Marketers behind this summer’s toys and video games have some new competition in Colorado. A new campaign called Generation Wild aims to use the magic of advertising to get kids off their screens and out the backdoor. It’s the brainchild of Great Outdoors Colorado.
The $4.3 million, four-year campaign is aimed at folks like Denver mom Frances Gallardo. With school out, Gallardo worries her kid will spend the summer glued to a screen.
“They get possessed by TV and games and stuff, so I try not to let him watch TV or play games so much,” she says while picking up her 8-year-old son, Jorge, from his last day of school at Godsman Elementary in West Denver.
She takes Jorge to the park when she can, but it's tough. She's a single mom and won't let him play outside without supervision. The idea of camping makes her nervous.
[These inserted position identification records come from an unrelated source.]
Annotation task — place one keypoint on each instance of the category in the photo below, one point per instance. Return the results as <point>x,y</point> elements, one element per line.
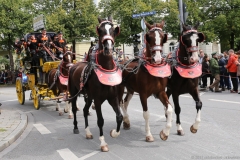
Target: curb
<point>16,133</point>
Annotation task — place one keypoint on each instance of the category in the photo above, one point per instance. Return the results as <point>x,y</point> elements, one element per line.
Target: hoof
<point>149,139</point>
<point>89,137</point>
<point>65,111</point>
<point>163,136</point>
<point>126,126</point>
<point>180,132</point>
<point>75,131</point>
<point>104,148</point>
<point>193,130</point>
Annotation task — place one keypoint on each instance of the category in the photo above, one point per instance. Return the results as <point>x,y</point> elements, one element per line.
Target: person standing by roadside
<point>232,69</point>
<point>222,64</point>
<point>214,67</point>
<point>201,55</point>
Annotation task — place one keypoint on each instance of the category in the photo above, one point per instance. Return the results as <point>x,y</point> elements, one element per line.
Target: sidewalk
<point>12,125</point>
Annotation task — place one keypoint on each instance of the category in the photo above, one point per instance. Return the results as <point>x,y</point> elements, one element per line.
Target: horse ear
<point>165,38</point>
<point>201,37</point>
<point>117,31</point>
<point>99,20</point>
<point>148,25</point>
<point>110,18</point>
<point>196,26</point>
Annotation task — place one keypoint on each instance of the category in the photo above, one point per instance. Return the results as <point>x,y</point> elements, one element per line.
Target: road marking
<point>224,101</point>
<point>10,100</point>
<point>88,155</point>
<point>41,128</point>
<point>67,154</point>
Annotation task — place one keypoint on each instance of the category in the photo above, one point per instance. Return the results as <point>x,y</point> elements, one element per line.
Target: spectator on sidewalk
<point>232,69</point>
<point>214,67</point>
<point>226,74</point>
<point>222,64</point>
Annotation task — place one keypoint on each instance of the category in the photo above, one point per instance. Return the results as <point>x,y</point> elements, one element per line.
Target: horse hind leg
<point>86,113</point>
<point>169,109</point>
<point>195,126</point>
<point>124,105</point>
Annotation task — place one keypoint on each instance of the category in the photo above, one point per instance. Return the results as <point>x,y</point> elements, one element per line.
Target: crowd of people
<point>222,69</point>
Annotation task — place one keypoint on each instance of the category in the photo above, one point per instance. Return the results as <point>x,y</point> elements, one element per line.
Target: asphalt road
<point>50,136</point>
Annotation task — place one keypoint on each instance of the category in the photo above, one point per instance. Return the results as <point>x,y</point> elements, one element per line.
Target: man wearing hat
<point>44,40</point>
<point>214,67</point>
<point>60,45</point>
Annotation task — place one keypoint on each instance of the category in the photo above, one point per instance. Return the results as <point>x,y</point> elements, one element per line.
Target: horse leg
<point>100,122</point>
<point>86,113</point>
<point>119,118</point>
<point>149,137</point>
<point>124,105</point>
<point>68,109</point>
<point>195,96</point>
<point>169,109</point>
<point>177,112</point>
<point>74,110</point>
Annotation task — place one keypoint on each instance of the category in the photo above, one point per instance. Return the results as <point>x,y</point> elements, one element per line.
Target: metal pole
<point>180,14</point>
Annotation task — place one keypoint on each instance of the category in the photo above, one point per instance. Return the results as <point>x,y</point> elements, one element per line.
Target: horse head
<point>154,39</point>
<point>107,34</point>
<point>190,38</point>
<point>68,58</point>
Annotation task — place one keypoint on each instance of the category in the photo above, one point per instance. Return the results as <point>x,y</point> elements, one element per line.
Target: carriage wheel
<point>20,91</point>
<point>36,98</point>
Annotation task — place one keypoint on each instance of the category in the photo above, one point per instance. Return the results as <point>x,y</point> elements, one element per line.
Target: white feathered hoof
<point>104,148</point>
<point>65,111</point>
<point>149,139</point>
<point>193,130</point>
<point>180,133</point>
<point>163,136</point>
<point>114,134</point>
<point>89,137</point>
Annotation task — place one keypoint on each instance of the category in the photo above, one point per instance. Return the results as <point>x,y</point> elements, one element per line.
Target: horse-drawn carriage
<point>36,77</point>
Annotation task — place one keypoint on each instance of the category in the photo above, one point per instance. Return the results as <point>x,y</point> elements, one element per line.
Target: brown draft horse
<point>93,89</point>
<point>146,84</point>
<point>187,59</point>
<point>57,77</point>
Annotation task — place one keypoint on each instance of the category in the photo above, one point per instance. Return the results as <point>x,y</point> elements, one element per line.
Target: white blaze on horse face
<point>194,56</point>
<point>107,27</point>
<point>157,56</point>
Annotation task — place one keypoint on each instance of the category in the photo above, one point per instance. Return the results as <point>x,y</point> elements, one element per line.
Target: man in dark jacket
<point>223,70</point>
<point>214,67</point>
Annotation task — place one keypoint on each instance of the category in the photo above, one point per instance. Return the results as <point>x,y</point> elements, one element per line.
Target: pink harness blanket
<point>192,71</point>
<point>109,78</point>
<point>63,80</point>
<point>163,70</point>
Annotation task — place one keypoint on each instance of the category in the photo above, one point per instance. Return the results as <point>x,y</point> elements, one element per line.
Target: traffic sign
<point>144,14</point>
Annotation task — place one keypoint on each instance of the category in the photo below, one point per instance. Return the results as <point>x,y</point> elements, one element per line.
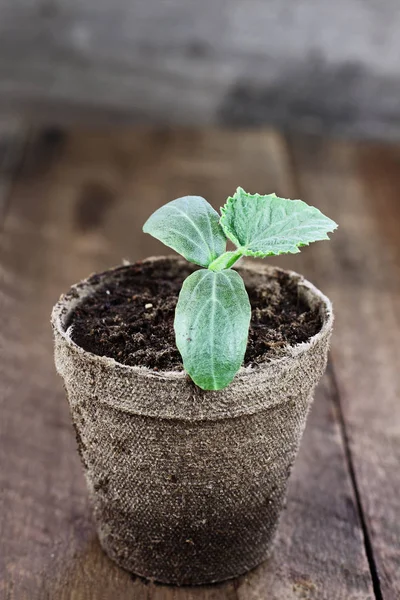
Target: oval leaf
<point>268,225</point>
<point>212,320</point>
<point>190,226</point>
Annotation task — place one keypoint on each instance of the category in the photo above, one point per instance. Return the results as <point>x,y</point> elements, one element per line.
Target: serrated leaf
<point>190,226</point>
<point>212,320</point>
<point>268,225</point>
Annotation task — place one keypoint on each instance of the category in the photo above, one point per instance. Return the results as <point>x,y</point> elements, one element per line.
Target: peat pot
<point>187,486</point>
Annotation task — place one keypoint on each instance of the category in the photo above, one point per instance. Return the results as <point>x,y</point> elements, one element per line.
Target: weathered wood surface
<point>12,136</point>
<point>361,273</point>
<point>316,65</point>
<point>76,207</point>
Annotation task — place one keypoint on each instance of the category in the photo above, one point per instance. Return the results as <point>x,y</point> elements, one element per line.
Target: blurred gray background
<point>313,65</point>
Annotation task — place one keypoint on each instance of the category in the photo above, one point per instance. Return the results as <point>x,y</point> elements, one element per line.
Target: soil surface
<point>131,318</point>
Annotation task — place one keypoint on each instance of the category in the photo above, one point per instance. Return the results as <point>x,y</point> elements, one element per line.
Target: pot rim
<point>77,292</point>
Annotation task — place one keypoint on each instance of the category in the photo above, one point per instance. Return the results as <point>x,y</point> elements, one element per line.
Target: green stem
<point>226,260</point>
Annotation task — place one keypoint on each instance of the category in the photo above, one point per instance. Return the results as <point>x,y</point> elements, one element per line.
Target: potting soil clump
<point>131,318</point>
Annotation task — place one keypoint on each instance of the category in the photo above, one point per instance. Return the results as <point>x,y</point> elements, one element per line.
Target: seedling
<point>213,313</point>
“I am very protective of my child,” she says. “He’s my only one.”
That kind of fear around outdoor play is a concern for Chris Castilian, who directs Great Outdoors Colorado. The agency uses lottery money to pay for outdoor recreation projects.
“Kids are overscheduled, over-screened and overprotected these days,” he says.
In 2003, the University of Michigan found kids spent just 4 to 7 minutes a day messing around outside. Those numbers measure activities like spontaneous tag, not soccer practice.
The decline has effects beyond giving adults something to complain about. Psychologists with the University of Colorado Boulder found kids who have regular access to less structured activities — like reading a book or wandering the zoo — have an easier time setting goals.
“What we're trying to do is change the mindset about what you do when you have a free moment,” Castilian says. “Is it naturally to pick up your phone or naturally to walk down the street to a park?”
The ad campaign’s hook is a list of 100 things kids should do before they turn 12 years old. Most of the activities are fairly inexpensive and easy for parents. Each ad corresponds to a number on the list.
Number 1, for example? Skip rocks. Number 5? Roll down a hill. And Number 97? Ride a horse.
“We're going to compete with brands like Xbox. And those things are OK, but we think the outdoors are every bit as cool as those brands,” says Mike Sukle, who leads Sukle Advertising & Design, the agency that developed the campaign.
To prove his point, Sukle’s team is redesigning bus stops into unconventional ads. You can talk through a pair of tin cans linked with a string at one, or pop a wheelie on a bike at another.
“People get to go and interact with them and play,” he says. “We think if we can get kids to interact with them, they'll be like ‘That was fun. That was cool. Why don't I do that more often?’"
GOCO has partnered with Colorado Parks and Wildlife, the Boys and Girls Club, REI and libraries across the state to help connect with kids. Those groups will be handing out Generation Wild stickers and chalk stencils. Sukle hopes kids will buy into the brand and cover the state with the logos.
As fun as all that sounds, kids aren't really Generation Wild's target audience. Their moms are.
“They are kind of the nurturers, organizers, schedulers, the role modelers, the networkers,” says Dan Schultz, who's working on the campaign with Sukle. The agency is far from the first to target moms. Brands from Tide to Whole Foods have long sold to moms because they tend to be the gatekeeper of their family's time and income.
But Generation Wild is selling habits, not products. So Sukle interviewed moms across Colorado to figure out a strategy for the GOCO campaign.
“When you start talking about it in their own experiences from childhood, they love those things and they want those experiences for their kids,” says Schultz. That's why the agency went for a list of simple experiences. It's meant to give moms ideas, but also stir up nostalgia.
Chris Castilian of GOCO challenged that strategy at first. He says his mom was the one that pushed him out the front door, but his dad showed him how to ski, fish and camp.
He was won over by research on the power of moms to set family habits. The campaign was designed with moms in mind and will be pushed out through their social networks. Still, Castilian is glad the marketing doesn’t exclude fathers.
Erin Masich, a Denver mom who participated in those focus groups for Generation Wild, likes the final result.
“It was gratifying to see a campaign that played on that — that you can start with small experiences that in the minds of children can become pretty big things that can be pretty life changing,” she says.
Masich could be a poster-child, or poster-mom as it would be, for Generation Wild. She often takes her 4-year-old son, Charlie, to play in Cherry Creek below a Denver recycling plant.
Charlie's trips to the creek have had some impressive results, even by adult standards. He once found what looked like a log sticking up out of the water, “But then we donated it to the museum, and then it was a mammoth tusk!”
That's right. Charlie found a fossilized tusk. In industrial Denver. It's now archived at the Denver Museum of Nature and Science.
That’s pretty cool, even if finding a fossil is not on the Generation Wild list. Still, that's the point. The list is a starter kit. Plenty of additions are available outside.